There were reasons to be wary when Loria finally sold the team to a group headed by financier Bruce Sherman and Ford Motor Company spokesmodel Derek Jeter in September of 2017. Most of those had to do with the fact that the new owners’ heavily debt-financed purchase immediately put the team underwater financially. On the other hand, neither Sherman nor Jeter was Jeffrey Loria. Totally different guys! It seems like a small thing, but then consider the alternative.

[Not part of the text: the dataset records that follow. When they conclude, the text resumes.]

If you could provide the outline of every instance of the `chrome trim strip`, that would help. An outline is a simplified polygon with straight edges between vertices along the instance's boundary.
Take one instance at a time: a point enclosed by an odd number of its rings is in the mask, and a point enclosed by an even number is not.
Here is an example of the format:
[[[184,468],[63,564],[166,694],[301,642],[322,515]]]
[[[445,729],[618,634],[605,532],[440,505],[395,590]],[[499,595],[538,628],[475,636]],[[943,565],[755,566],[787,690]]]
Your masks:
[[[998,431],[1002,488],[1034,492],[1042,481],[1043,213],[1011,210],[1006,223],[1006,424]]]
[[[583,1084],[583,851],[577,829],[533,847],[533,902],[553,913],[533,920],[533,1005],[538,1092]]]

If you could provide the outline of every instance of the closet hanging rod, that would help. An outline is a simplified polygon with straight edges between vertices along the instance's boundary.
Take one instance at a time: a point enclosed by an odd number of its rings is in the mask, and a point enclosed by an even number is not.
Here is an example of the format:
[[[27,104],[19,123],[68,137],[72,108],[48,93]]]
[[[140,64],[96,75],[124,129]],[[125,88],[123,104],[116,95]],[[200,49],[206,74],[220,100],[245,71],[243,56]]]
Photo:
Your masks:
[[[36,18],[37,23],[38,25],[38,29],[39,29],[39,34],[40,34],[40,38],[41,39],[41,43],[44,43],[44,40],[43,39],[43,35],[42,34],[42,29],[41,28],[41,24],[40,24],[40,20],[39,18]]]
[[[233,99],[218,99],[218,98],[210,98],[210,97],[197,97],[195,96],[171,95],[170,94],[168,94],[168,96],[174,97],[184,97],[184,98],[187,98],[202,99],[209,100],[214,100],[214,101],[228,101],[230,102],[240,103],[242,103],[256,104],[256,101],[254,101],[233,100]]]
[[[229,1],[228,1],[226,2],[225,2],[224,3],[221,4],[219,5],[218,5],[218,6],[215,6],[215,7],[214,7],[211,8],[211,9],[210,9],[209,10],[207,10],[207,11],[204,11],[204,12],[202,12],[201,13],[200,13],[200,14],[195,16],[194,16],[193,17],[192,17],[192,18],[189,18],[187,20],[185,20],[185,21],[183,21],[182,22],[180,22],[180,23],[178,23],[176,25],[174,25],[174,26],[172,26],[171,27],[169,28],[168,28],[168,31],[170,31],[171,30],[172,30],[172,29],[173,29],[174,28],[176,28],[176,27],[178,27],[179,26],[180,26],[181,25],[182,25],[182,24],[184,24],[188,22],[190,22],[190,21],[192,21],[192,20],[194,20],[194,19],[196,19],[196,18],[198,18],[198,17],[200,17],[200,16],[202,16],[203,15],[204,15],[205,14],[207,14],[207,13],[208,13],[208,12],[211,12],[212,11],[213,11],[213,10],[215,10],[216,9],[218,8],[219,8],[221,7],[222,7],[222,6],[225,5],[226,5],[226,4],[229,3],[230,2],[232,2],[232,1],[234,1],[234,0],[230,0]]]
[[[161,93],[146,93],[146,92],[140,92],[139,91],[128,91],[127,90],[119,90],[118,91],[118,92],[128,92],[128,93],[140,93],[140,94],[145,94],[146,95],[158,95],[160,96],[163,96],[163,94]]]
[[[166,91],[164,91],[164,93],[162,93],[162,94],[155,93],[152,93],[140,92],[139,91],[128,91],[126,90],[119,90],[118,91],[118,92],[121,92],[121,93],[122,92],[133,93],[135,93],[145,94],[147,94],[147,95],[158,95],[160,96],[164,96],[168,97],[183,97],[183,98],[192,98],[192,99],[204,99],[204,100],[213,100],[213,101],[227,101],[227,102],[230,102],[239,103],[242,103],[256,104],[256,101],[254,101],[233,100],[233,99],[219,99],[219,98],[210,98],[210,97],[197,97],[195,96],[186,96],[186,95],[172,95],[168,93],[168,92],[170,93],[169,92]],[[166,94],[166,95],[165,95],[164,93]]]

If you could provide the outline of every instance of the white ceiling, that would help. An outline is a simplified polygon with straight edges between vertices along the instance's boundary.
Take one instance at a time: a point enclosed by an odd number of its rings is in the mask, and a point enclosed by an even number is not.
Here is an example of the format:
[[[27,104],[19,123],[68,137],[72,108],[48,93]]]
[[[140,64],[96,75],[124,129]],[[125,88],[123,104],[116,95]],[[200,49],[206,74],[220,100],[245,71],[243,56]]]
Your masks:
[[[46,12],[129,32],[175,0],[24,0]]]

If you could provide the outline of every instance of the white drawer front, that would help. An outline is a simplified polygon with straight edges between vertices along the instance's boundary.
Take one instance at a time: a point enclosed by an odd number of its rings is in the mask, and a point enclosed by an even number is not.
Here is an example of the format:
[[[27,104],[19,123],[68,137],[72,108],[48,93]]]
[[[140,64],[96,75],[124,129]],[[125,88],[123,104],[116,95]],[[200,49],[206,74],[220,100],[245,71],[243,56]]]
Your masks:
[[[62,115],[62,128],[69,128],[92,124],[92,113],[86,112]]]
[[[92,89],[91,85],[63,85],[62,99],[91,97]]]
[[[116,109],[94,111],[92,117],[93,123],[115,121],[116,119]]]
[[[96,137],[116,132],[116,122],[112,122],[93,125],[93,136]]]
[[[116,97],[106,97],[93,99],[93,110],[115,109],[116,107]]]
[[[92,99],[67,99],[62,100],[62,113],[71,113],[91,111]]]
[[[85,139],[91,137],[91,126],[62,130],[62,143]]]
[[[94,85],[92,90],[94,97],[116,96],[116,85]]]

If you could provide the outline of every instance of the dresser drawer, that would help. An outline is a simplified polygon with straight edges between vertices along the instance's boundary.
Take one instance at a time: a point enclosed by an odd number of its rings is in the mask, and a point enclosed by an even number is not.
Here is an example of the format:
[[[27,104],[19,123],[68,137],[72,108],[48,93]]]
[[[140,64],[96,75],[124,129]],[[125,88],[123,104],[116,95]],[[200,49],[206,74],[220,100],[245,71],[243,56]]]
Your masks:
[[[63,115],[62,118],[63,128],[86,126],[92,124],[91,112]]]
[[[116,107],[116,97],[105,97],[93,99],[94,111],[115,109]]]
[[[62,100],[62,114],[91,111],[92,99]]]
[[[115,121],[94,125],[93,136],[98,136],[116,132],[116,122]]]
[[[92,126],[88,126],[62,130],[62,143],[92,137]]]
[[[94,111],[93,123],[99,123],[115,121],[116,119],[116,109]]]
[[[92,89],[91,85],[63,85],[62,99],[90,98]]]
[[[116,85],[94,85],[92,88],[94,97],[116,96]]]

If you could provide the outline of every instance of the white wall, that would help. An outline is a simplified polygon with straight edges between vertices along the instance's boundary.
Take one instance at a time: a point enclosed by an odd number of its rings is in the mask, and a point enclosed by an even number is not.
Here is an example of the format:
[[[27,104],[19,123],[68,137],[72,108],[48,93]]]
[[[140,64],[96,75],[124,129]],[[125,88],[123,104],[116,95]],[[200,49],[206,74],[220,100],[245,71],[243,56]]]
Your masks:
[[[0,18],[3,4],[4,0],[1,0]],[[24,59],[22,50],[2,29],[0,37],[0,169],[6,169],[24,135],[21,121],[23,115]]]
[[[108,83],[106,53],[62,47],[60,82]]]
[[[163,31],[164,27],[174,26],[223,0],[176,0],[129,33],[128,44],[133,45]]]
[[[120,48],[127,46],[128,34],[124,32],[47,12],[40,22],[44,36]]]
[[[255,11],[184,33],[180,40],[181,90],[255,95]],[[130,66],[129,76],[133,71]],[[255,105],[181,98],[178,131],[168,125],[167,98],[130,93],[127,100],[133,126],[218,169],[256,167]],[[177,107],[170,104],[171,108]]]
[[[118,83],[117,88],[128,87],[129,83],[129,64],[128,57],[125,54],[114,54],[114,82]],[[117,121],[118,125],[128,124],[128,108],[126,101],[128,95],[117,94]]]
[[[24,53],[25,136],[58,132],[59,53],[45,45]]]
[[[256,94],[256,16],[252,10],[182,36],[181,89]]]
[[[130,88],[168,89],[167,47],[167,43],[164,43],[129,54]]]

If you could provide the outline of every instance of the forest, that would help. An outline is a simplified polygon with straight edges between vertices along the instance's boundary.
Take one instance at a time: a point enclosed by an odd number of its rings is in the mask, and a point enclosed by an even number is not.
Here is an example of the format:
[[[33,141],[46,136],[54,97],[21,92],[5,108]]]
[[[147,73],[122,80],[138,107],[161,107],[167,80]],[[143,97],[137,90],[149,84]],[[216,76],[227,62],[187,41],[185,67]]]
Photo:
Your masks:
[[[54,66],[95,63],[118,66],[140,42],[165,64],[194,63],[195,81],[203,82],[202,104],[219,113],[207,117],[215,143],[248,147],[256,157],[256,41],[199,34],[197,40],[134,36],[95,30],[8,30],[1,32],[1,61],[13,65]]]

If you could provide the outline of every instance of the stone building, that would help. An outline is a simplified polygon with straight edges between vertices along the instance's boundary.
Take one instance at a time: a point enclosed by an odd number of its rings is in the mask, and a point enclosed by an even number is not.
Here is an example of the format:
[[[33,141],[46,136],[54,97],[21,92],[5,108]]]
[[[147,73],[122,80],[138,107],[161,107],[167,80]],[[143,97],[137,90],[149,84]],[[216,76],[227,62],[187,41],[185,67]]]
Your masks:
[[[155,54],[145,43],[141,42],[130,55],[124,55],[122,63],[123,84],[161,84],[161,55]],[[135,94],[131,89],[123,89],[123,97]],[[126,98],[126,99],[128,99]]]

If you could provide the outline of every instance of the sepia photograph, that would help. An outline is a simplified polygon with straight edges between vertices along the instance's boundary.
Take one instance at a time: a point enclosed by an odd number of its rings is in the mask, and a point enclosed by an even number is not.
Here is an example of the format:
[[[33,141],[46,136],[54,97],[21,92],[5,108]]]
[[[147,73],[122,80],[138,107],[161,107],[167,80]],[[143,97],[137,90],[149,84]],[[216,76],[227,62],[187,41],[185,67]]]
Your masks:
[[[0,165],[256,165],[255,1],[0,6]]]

By this point in the new management’s tenure, though, it is clear that the Marlins are not better off under new management. They’re not even very different. The Jeter Administration, after a year and change, has been defined mostly by the classically Marlins roster immolation that began its tenure; the core of a promising but underachieving team was mostly traded away in the 2017 offseason, with Realmuto as last out the door after 2018. That paroxysm of furious self-destruction and clammy, dubiously self-actualized reinvention is just one of those things the Marlins do, and is as Floridian as humidity and citrus and retired cops from Long Island with too many bumper stickers on their cars. The new part was the broader institutional pose, which was expressed by Jeter through some odd-smelling Success Guy rhetoric about Creating A Winning Culture and Demanding Accountability. Jeter talked about the work that needed to be done in fixing a broken organization in the familiar Jeterish circularities, and brought in longtime Yankees player development hand Gary Denbo to do that work. “We’re putting into place accountability for how you go about your job here,” Denbo told Jerry Crasnick in an exceptionally credulous ESPN feature on Jeter The Executive from 2018. “We’re trying to raise the expectations and have higher standards in the organization.” This could mean any number of things, but it signaled that the people in charge were different than the dour cheapskates and overt scammers that preceded them. They were committed. To something.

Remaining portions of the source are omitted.